Henry Hoke – Ganz wie ein Mensch. Roman.
„Nature writing“ – die neue Gattung erweitert die Perspektive der Literatur vom Menschen weg Richtung Natur. Wenn Teile der Natur zu Protagonisten werden, ist man sofort beim Personalisieren von Tieren und Pflanzen, bei Biene Maja. An sich kein Problem – wenn es um Kinderliteratur geht, doch wenn es „Erwachsenenliteratur“ sein soll, dann wird das eine schiefe Bahn. Wie es gut geht, zeigt Luca Kiesers preisgekröntes „Weil da war etwas im Wasser“, das unter anderem auch bei Radio 889FM Kultur gewürdigt wurde. Aus dem angelsächsischen Sprachraum kommt nun Henry Hokes „Open Throat“ zu uns, übersetzt als „Ganz wie ein Mensch“.
Was der Puma erzählt
Henry Hokes Roman hat einen Puma als Protagonist und Ich-Erzähler, und er löst das Problem, dass eigentlich gar nicht möglich ist, was er schreibt, indem er sich Richtung phantastischer Realismus bewegt (eine Erzählprämisse ist nicht möglich: so what?), Richtung experimenteller Literatur (Kapitel, aufgelöst in Einzelsätze ohne jedes Satzzeichen – einzig Absätze trennen die Phrasen, trennen auch, was einzelne (Menschen) sagen). Das liest sich wunderbar, eingängig, bildhaft, ja, bildgewaltig, beeindruckend. Das funktioniert alles, nicht zuletzt, weil es durch einen stillen, unauffälligen Humor gekennzeichnet ist, der sich vor allem in Situationskomik zeigt, der Situationskomik, die die beobachteten Menschen entwickelt. Sie befinden sich in Reichweite dieser Raubkatze, in der Todeszone, von der sie jedoch nichts ahnen – und sie benehmen sich, wie man sich eben benimmt, wenn niemand hinschaut. Die Großkatze versteht ihre Sprache, und sie versteht auch, was sie tun, wenn sie auf ihrem Telefon herumtippen. Wir sehen durch die Augen einer Wildkatze den Menschen beim heimlichen Sex zu, und wir sehen auch, wie sie bös- und mutwillig ein Obdachlosen-Zeltlager anzünden. Der Berglöwe hilft, einen brennenden Menschen zu löschen – tatsächlich – und wird verjagt. Doch den entstehenden Waldbrand, der seine Lebensgrundlage vernichtet, den kann er nicht löschen. So kommt er in noch engeren Kontakt mit den Menschen, muss er die Hügel hinter „Ellej“ verlassen und haust er fortan unter Häusern.
Moral – in der Natur?
Es stellt sich ganz unmittelbar die Frage nach der Moral. Ist sein Hunger moralisch gut oder moralisch schlecht? Wenn er ein Tier reißt – was kann daran schlecht sein? Dagegen, was die Menschen tun … Seine Liebe findet ihre Erfüllung im Teilen von Futter. Dagegen, bei den Menschen? In dem Löwen zeigt sich die vom Menschen geprügelte, missachtete und auch verachtete Natur: Man sieht sie leiden, man sieht aber auch, wie sie sich auf lange Sicht gegen alle Trampelhaftigkeit der Menschen siegen wird. Ganz nebenbei. Teil der Handlung in diesem actionreichen Roman.

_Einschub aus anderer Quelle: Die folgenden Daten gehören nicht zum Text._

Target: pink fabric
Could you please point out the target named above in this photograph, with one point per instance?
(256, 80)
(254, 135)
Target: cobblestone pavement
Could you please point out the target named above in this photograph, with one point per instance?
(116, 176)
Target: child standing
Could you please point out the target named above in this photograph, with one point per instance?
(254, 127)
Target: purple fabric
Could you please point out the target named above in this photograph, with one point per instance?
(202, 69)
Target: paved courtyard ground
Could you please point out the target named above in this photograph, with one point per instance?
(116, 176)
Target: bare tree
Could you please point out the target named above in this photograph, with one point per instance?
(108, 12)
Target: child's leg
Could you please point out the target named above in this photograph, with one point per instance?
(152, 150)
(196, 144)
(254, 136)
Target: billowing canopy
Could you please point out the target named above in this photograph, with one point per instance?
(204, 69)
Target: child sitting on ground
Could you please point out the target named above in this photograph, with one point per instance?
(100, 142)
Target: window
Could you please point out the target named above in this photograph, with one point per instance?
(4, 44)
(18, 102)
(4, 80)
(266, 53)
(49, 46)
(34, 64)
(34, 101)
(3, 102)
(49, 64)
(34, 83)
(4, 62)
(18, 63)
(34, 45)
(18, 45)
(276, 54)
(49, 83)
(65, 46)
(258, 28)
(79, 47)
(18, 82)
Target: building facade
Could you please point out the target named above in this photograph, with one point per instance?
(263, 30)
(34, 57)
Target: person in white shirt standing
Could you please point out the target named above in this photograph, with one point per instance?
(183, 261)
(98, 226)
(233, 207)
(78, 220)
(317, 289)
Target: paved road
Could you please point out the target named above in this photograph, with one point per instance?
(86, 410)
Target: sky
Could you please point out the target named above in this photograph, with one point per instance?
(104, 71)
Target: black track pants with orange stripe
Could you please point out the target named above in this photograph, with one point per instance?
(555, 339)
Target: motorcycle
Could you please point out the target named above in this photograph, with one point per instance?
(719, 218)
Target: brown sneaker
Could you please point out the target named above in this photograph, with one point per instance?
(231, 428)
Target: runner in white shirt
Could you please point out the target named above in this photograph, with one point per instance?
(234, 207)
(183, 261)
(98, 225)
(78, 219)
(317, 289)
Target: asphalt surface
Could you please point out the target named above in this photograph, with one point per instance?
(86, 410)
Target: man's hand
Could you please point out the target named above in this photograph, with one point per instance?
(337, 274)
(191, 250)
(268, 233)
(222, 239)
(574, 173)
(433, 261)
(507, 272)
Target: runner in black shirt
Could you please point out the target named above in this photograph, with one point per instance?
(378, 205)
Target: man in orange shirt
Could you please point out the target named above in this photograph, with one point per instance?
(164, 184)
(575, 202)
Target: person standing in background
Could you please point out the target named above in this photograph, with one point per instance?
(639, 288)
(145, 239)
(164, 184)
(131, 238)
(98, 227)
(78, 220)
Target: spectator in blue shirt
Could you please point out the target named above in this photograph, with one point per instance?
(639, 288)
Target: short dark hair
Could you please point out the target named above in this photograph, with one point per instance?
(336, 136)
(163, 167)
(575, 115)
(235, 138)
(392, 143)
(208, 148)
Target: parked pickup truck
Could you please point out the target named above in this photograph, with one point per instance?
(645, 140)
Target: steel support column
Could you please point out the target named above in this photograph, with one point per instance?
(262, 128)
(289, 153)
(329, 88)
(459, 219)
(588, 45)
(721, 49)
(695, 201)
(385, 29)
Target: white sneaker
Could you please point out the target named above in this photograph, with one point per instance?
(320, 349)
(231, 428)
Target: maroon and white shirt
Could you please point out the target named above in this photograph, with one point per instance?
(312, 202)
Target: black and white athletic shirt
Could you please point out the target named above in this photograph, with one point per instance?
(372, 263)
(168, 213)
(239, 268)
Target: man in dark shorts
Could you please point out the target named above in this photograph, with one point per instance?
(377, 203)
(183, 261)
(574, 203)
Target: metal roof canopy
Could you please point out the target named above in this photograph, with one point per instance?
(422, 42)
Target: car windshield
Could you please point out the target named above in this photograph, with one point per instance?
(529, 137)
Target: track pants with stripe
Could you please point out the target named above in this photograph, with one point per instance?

Eine Leseerfahrung erster Güte, erster Qualität und erster Relevanz. Vom Eisele-Verlag ganz wunderbar in einen Leinenband gepackt, von dem einen das rätselhafte Katzengesicht mit seiner ungerührten Mimik anblickt, einen fixiert, dass einem ganz anders wird.
Henry Hoke: Ganz wie ein Mensch. Roman. München: Eisele Verlag, 2024. 192 S. ISBN 978-3-96161-188-1.